Green’s empirical work, some of it undertaken in collaboration with an Oxford psychologist, Charles McCreery, has focussed mainly on hallucinatory experiences in ostensibly normal people.

In 1968 Green published Lucid Dreams, a study of dreams in which the subject is aware that he or she is asleep and dreaming. The possibility of conscious insight during dreams had previously been treated with skepticism by some philosophers and psychologists. However, Green collated both previously published first-hand accounts and the results of longitudinal studies of four subjects of her own. She predicted that lucid dreams would be found to be correlated with the rapid eye movement (REM) stage of sleep, a prediction which was subsequently confirmed by experiment.

Green also speculated that it might be possible to set up a rudimentary two-way signaling system between the lucid dreamer and a waking observer, a possibility which was subsequently realized, independently of each other, by researchers in two different laboratories.

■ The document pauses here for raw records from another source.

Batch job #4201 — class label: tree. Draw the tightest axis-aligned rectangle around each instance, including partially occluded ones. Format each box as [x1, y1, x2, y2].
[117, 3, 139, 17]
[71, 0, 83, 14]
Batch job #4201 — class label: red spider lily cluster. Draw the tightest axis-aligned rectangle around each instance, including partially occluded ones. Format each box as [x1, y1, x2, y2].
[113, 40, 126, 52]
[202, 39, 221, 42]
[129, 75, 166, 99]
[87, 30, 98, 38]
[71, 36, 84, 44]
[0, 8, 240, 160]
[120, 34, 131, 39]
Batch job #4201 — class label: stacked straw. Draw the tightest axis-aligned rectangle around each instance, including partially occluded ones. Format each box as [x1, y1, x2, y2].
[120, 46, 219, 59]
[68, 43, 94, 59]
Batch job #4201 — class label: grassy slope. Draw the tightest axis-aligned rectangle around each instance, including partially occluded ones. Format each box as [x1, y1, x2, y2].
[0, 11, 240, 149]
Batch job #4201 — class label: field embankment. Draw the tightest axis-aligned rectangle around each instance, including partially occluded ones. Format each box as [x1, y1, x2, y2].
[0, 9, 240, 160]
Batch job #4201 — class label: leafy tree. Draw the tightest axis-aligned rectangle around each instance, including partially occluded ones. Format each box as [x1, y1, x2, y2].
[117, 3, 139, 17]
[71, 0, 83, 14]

In 1968 Green published an analysis of 400 first-hand accounts of out-of-body experiences. This represented the first attempt to provide a taxonomy of such experiences, viewed simply as anomalous perceptual experiences, or hallucinations.

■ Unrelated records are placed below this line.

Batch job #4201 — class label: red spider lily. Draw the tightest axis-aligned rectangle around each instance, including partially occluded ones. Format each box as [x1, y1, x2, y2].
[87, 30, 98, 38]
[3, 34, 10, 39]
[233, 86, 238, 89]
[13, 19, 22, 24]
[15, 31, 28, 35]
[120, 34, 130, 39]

In 1975 Green and McCreery published a similar taxonomy of 'apparitions', or hallucinations in which the viewpoint of the subject was not ostensibly displaced, based on a collection of 1500 first-hand accounts.

Green has put forward the idea that lucid dreams, out-of-body experiences and apparitional experiences have something in common, namely that in all three types of case the subject’s field of perception is entirely replaced by a hallucinatory one. In the first two types of case this is self-evident from the nature of the experience, but in the case of apparitional experiences in the waking state the idea is far from obvious. The hypothesis, and the evidence and arguments for it, were first put forward in her book Apparitions, and later developed in her book Lucid Dreaming, the Paradox of Consciousness during Sleep, both of which she co-authored with Charles McCreery.

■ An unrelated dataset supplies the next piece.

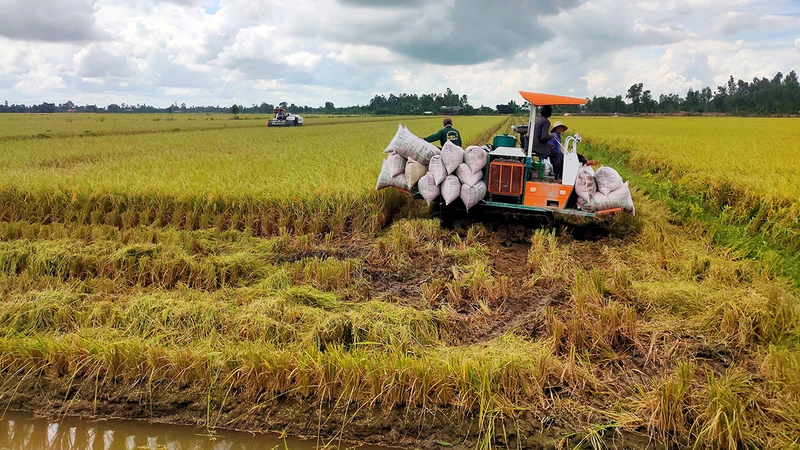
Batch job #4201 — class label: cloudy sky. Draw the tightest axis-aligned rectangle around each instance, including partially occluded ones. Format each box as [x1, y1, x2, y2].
[0, 0, 800, 106]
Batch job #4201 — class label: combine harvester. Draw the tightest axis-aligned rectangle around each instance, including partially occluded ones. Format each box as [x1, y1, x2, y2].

This preoccupation with the extent of the hallucinatory element in various anomalous perceptual experiences is an indication that for Green the main interest of all these experiences is in the light they shed on normal perception, and on our theories of such perception, both philosophical and psychological. Prior to Green’s work these various hallucinatory phenomena had been of interest only to parapsychologists, who had studied them with a view to seeing, either whether they provided evidence for extra-sensory perception, or whether they shed light on the question of whether human beings could be said to survive death.

Despite Green's work, this latter, survival issue, rather than questions about the nature of perception, has remained the main focus of public interest in out-of-body experiences due to the popularisation of the concept of the near-death experience. In reality it appears that only a minority of out-of-body experiences occur in states which could be called near death.